When a business experiences rapid growth, like all the companies that feature in this year’s survey, some parts of it can struggle to keep up. That’s why we recommend moving to cloud accounting software, something that has revolutionised the accountancy industry over the last decade and brings a host of benefits.
Rapidly growing companies often find their back-office processes fall behind, and this in turn can hinder important decision making and further growth. With archaic accounting systems and multiple spreadsheets being used to perform important but mundane tasks, this can lead to inefficient and convoluted reporting. As a quick fix, the knee-jerk reaction for many firms is to throw money at it by investing in more finance and administration personnel, or expensive software upgrades that aren’t always the best fit. Implementing a cloud-based accounting system can future proof a business, streamlining the recording and reporting of finances and providing firm foundations for future growth.
Another benefit is the integrity of data processing available through cloud-based accounting software, which enables third party applications to synchronise with business finances, improving efficiency and saving money. The OCR receipt scanning which has replaced the traditional purchase ledger is a great example of this, using Artificial Intelligence powered OCR to quickly read any receipt or invoice and process this in the accounting software.
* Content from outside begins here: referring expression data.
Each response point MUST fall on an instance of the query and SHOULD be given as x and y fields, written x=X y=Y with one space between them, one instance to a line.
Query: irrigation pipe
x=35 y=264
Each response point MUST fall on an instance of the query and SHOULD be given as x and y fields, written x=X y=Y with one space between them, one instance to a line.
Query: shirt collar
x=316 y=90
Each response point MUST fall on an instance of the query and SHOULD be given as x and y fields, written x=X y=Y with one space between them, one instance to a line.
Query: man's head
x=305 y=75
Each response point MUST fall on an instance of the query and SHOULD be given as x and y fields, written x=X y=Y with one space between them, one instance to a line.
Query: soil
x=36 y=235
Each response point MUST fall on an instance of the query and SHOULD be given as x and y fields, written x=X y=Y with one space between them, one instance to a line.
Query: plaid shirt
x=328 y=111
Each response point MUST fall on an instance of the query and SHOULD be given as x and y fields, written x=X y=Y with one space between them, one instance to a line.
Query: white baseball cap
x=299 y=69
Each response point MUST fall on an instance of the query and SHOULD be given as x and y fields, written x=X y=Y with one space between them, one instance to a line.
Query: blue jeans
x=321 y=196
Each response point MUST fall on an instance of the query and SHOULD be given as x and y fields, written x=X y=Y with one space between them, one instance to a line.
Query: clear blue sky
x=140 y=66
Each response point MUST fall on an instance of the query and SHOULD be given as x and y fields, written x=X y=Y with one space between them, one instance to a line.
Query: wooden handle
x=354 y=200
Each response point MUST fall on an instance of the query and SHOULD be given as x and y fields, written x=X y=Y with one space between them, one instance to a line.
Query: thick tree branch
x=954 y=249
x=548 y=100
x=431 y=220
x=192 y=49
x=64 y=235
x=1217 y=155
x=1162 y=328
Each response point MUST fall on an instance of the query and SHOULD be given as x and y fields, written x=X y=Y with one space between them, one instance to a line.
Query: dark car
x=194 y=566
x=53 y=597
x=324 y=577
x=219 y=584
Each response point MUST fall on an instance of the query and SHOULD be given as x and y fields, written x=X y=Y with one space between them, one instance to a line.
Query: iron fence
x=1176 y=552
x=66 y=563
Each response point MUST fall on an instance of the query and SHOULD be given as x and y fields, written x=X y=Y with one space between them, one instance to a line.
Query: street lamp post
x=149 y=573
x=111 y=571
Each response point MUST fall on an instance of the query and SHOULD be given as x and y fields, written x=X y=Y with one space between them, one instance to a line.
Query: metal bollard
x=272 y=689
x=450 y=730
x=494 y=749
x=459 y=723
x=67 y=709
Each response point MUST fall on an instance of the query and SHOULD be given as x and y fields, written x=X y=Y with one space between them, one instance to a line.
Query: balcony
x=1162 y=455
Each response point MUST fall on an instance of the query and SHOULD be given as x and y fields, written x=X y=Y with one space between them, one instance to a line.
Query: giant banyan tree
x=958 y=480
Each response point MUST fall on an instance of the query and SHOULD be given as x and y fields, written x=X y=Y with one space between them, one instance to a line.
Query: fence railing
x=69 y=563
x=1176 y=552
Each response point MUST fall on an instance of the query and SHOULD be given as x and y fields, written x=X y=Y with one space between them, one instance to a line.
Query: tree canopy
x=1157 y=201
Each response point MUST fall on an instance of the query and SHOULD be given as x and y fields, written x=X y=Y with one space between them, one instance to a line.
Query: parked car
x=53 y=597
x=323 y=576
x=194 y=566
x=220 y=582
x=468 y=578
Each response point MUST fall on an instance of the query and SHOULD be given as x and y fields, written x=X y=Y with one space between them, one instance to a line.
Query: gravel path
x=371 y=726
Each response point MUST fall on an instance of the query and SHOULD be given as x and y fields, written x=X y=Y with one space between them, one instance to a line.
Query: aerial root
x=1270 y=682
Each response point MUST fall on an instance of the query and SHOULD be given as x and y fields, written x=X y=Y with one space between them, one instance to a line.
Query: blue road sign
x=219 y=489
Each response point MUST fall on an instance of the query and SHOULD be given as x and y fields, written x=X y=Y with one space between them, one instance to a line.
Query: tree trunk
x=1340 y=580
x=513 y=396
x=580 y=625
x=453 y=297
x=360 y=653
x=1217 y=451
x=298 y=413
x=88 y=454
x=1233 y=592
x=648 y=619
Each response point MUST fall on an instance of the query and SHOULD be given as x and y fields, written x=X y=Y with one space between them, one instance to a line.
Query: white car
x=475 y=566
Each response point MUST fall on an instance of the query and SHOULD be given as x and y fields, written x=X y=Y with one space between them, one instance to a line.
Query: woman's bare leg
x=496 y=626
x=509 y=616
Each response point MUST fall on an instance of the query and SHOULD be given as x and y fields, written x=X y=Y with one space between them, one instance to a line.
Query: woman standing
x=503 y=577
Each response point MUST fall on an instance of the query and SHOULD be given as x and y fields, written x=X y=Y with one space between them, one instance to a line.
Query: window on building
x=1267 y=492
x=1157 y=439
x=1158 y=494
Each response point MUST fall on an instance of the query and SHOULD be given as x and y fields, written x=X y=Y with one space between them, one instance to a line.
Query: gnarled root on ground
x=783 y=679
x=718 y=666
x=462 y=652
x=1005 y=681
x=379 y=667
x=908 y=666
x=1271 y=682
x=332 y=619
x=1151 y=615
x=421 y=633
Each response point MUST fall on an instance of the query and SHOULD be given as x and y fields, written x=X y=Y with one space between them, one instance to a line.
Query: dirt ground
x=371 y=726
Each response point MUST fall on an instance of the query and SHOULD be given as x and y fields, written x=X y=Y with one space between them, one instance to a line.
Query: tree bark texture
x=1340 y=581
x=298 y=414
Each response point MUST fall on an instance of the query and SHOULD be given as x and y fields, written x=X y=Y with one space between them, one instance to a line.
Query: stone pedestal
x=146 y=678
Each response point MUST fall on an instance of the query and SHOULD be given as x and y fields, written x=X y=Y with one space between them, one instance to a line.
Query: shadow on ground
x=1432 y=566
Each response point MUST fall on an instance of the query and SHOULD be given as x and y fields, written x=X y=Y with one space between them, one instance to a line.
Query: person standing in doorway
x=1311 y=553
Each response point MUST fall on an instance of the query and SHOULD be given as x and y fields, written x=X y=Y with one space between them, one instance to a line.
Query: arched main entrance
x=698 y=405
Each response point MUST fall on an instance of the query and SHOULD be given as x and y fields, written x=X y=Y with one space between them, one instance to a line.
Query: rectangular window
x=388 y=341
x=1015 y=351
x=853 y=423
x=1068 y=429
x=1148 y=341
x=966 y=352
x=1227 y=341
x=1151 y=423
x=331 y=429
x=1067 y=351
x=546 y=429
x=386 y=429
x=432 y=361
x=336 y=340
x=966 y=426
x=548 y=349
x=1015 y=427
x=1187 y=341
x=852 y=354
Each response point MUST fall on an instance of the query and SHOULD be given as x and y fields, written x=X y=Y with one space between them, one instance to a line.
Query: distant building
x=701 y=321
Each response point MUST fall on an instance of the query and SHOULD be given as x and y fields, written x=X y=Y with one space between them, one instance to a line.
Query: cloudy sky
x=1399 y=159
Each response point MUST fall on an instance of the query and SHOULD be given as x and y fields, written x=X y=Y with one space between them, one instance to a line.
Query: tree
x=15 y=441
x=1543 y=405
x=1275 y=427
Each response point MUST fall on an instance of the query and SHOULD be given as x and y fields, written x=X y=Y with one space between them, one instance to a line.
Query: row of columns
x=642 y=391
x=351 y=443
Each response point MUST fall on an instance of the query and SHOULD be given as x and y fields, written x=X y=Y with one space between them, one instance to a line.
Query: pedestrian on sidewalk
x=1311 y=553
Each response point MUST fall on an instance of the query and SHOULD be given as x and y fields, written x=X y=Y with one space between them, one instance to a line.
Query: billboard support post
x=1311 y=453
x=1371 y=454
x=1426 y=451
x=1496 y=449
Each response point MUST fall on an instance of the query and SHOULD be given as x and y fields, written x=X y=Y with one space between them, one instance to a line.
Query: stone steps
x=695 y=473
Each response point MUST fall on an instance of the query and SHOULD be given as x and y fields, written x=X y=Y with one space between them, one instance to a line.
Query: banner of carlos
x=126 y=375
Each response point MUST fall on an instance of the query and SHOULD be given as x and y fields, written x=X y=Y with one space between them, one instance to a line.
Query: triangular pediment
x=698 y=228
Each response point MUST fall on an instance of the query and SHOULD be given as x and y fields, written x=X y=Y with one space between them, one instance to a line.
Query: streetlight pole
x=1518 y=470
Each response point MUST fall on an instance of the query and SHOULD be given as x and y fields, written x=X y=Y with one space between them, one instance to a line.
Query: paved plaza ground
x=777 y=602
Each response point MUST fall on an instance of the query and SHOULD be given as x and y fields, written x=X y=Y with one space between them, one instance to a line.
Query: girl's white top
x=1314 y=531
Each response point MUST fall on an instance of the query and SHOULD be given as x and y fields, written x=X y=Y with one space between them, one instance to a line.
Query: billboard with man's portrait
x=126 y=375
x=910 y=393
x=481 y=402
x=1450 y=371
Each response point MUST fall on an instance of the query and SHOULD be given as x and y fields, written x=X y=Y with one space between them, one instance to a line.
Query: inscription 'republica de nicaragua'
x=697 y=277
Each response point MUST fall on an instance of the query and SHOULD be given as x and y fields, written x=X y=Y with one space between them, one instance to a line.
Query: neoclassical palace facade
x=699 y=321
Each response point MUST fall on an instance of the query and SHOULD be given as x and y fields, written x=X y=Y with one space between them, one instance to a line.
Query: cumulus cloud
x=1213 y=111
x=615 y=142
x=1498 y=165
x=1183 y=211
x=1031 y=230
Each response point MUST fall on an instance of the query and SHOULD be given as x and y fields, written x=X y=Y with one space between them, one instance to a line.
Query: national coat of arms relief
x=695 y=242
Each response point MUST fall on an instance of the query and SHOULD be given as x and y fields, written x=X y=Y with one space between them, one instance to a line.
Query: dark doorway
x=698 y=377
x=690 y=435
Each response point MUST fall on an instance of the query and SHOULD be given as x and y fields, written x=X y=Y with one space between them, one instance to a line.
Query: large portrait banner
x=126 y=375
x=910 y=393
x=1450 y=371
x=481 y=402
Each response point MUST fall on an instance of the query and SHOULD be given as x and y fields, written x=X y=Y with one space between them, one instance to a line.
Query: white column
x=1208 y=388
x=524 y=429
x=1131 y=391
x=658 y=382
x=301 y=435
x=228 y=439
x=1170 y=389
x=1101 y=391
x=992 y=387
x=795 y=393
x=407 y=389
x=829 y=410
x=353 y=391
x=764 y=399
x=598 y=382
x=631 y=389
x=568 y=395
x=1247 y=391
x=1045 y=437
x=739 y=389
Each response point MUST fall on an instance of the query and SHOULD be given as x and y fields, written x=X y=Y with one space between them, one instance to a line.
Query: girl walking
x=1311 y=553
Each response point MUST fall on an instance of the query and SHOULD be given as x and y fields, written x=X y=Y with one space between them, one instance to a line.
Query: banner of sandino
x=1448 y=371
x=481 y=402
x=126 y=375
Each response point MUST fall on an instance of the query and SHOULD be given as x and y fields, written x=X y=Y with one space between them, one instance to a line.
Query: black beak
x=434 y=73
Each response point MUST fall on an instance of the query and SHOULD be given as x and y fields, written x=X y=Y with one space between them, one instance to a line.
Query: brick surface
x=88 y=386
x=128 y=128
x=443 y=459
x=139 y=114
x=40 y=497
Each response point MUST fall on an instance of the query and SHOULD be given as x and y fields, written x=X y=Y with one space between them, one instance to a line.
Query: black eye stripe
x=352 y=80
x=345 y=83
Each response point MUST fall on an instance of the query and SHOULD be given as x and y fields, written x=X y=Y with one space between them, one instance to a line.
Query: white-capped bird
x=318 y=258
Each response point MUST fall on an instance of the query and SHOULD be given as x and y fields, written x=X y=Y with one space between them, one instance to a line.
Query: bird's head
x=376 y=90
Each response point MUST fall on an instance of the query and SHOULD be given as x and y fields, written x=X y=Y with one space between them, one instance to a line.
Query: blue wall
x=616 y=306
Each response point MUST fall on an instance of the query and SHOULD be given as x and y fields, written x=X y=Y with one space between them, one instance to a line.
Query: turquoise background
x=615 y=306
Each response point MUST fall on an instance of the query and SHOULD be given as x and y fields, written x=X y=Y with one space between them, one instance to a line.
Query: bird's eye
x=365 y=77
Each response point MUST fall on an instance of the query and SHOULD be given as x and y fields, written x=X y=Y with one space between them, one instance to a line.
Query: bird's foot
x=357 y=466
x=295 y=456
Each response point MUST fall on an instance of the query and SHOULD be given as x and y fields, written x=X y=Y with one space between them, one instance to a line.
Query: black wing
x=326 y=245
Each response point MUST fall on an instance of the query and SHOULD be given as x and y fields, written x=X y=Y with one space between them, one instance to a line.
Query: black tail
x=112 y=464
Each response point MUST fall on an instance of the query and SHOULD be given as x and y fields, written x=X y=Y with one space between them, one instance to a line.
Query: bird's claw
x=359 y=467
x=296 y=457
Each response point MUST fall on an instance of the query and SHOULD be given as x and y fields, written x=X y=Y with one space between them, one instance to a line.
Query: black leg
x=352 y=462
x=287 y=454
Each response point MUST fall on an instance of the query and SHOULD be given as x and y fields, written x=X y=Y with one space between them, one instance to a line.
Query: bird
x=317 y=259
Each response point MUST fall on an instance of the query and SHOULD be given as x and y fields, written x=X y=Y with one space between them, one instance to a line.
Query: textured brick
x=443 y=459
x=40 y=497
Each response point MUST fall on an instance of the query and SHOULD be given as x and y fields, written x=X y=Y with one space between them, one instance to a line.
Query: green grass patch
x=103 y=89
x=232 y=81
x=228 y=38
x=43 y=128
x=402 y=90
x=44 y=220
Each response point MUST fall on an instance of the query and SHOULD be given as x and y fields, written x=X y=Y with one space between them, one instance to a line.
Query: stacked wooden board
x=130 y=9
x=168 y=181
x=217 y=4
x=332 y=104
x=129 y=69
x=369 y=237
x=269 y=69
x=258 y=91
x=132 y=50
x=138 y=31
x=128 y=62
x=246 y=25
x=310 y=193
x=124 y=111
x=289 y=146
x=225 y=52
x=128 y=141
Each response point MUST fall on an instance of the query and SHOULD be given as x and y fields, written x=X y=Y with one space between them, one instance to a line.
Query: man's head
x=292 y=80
With cloud-based accounting software there are also numerous industry specific add-ons that can provide cost effective solutions to ensuring the quality of the accounting records. This might be a stock system designed for wine importers, or an epos system for restaurants as an example. The cloud-based market place is full of industry specific software that will integrate with the accounting software, all of which has been designed to give even more insight into the figures.
Being in the cloud also give access to financial data in real time, allowing for meaningful analysis and insight in the here and now – not retrospectively. Cloud-based accounting therefore allows for a more forward looking approach, building cash flow forecasts with scenario planning, to help bring clarity and reassurance to the directors of any business.
Any firm that is experiencing rapid growth and isn’t already on the cloud really should make the move now. Cloud-based software enables much closer collaboration with a firm’s accountant resulting in a deeper understanding about what the numbers actually mean, and most importantly what the next 12 months will look like. It also helps to highlight any cash flow issues before they arise and plan for different scenarios to ensure future growth. Lastly as the requirement of ‘making tax digital’ deadline looms, the cloud really is the only place to be.